Blanca felt vis infotrope firing up, frustrated but ever hopeful. They'd reached the heart of the Distance Problem. The exaggerated size of the cones in the diagram was misleading; the gravitational curvature of ordinary space around an elementary particle was negligible, and contributed virtually nothing to the length of the wormhole. It was the way paths through the wormhole coiled around the extra dimensions of the standard fiber that allowed them to be slightly longer than they would have been if the two mouths had simply been glued together, rim to rim.

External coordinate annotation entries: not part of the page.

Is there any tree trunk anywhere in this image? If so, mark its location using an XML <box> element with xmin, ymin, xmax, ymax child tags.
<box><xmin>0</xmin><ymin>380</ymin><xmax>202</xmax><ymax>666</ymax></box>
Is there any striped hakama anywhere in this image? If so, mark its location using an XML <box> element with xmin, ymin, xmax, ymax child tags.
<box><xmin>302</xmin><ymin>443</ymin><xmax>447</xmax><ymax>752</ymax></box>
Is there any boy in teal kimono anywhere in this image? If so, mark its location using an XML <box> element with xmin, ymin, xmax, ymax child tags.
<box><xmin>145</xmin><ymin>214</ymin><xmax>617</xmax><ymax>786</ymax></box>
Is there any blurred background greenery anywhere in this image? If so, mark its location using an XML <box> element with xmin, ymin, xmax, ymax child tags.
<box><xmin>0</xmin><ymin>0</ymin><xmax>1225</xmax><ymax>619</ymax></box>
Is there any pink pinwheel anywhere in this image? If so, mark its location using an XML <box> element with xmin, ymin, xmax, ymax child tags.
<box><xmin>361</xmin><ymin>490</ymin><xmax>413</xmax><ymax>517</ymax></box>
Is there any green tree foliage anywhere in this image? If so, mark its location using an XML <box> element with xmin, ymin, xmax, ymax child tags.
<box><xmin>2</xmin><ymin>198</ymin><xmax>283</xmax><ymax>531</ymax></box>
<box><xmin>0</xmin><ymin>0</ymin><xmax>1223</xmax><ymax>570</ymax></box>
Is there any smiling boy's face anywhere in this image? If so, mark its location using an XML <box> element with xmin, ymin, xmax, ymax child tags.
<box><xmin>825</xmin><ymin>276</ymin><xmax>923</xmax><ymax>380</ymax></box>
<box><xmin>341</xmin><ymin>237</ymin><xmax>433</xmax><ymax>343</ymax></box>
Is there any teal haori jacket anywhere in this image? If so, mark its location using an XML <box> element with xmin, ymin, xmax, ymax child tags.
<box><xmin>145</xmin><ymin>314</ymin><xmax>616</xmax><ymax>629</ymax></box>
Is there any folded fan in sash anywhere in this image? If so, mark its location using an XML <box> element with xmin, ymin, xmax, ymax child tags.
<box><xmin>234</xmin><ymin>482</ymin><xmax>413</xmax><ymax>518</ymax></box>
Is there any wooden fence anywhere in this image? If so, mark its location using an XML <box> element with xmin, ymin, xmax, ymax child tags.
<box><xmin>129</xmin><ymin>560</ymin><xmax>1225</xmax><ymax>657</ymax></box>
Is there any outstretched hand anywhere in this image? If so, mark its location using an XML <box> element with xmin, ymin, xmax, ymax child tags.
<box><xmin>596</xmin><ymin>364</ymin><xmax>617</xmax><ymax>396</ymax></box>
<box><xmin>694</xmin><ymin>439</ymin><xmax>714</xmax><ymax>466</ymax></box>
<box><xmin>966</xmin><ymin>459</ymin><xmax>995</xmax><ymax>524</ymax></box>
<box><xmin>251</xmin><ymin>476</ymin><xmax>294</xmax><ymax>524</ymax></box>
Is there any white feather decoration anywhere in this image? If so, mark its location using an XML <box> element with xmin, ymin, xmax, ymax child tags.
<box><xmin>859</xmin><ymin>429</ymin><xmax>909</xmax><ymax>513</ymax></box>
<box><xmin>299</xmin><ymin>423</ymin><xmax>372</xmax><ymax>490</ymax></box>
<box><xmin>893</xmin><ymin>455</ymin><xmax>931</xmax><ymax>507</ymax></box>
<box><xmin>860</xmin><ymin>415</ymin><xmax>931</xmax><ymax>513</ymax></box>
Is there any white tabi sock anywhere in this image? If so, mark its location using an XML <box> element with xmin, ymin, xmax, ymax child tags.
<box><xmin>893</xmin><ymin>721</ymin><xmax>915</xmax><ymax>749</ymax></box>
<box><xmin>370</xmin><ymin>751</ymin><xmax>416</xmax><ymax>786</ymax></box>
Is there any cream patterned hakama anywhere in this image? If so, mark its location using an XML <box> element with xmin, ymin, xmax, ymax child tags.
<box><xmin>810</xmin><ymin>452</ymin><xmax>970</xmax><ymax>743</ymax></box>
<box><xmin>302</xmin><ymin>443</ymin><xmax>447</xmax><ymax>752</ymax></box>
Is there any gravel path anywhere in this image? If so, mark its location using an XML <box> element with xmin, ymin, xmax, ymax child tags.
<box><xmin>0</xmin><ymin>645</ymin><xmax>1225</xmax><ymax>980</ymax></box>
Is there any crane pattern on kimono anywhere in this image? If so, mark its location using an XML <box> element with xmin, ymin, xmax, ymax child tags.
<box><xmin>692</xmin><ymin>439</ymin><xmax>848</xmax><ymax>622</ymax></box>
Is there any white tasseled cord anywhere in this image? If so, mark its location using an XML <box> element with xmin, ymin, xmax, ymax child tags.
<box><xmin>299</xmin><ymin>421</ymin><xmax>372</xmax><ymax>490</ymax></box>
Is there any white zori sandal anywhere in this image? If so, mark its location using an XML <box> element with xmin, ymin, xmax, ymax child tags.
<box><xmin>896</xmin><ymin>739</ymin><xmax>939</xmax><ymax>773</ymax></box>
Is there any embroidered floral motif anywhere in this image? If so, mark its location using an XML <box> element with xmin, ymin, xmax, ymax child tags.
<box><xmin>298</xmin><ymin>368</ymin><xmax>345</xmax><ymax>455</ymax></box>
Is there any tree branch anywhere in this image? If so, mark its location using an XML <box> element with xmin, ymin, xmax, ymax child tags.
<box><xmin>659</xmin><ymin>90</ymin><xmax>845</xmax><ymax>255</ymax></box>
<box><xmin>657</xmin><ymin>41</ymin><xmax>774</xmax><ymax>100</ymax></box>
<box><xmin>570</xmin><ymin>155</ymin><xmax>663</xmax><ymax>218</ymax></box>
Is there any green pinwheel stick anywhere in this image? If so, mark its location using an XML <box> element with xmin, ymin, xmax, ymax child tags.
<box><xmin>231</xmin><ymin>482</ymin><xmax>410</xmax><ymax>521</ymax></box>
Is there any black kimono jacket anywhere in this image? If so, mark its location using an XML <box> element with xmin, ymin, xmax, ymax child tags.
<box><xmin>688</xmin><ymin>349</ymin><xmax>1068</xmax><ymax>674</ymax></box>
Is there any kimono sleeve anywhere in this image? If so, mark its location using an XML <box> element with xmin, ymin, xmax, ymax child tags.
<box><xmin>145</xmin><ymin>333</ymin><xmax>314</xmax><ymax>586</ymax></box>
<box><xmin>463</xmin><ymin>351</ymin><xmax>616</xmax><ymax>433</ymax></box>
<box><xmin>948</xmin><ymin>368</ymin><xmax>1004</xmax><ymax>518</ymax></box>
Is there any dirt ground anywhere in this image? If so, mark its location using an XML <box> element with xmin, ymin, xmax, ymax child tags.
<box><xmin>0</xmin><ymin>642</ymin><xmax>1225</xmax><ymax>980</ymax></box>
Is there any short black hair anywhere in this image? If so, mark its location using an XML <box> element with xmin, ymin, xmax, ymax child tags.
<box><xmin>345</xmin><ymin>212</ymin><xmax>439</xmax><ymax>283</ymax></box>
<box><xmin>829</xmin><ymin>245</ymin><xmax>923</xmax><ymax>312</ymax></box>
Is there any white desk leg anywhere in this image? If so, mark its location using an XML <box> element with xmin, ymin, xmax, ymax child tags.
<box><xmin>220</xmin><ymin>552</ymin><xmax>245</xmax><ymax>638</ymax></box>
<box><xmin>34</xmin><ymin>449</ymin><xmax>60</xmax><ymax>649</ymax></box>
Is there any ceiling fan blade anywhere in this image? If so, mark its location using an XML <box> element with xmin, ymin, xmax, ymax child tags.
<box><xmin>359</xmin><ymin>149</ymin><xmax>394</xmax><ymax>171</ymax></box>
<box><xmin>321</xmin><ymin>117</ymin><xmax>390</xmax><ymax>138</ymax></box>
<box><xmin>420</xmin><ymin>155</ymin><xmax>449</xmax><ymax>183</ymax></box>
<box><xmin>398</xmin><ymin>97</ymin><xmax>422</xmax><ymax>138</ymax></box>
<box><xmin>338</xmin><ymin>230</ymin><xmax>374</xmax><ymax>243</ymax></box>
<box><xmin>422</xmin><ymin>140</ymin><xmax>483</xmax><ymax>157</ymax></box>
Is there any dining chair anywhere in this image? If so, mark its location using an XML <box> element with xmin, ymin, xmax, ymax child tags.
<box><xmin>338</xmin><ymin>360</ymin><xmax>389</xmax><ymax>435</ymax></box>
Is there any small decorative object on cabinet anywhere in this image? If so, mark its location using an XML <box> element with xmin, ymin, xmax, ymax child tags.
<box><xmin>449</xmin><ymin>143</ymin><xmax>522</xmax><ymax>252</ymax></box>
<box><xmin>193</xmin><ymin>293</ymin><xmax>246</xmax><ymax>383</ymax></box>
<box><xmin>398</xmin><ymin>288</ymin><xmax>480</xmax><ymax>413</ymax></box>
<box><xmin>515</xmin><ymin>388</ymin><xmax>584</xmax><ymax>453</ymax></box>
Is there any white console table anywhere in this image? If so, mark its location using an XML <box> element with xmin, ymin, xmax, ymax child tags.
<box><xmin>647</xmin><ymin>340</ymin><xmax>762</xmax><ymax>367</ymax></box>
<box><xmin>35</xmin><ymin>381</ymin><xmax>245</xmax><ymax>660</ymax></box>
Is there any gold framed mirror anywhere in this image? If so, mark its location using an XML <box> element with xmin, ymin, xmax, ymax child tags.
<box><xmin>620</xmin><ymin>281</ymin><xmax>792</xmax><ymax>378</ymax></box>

Or in reality, much more than slightly.

"Two degrees of freedom," Blanca mused. "The width of the wormhole, and its length. But in your model, each dimension shares those two roles from the start—and if they don't share them equally it gives nonsensical results." Blanca had tried distorting the standard fiber to allow for longer wormholes, but that had been a disaster. Stretching the 6-sphere into a 6-ellipsoid of astronomical proportions allowed for hundred-billion-kilometer wormholes like the Forge had produced, but it also implied the existence of "electrons" shaped like pieces of string of astronomical length. And changing the topology of the standard fiber, rather than just its shape, would have destroyed the correspondence between wormhole mouths and particles. The avatar responded, somewhat defensively, "Maybe I could have done it your way, starting with a circle to keep the geodesics apart. But then I would have had to introduce a second circle to keep the mouth apart-making the standard fiber a 2-torus. If I'd taken that approach, by the time I worked my way up to matching the particle symmetries I would have found myself lumbered with twelve dimensions: six for each purpose. Which would have worked just as well, but it would have been twice as extravagant. And after the debacle of string theory, it was hard enough selling anyone on six."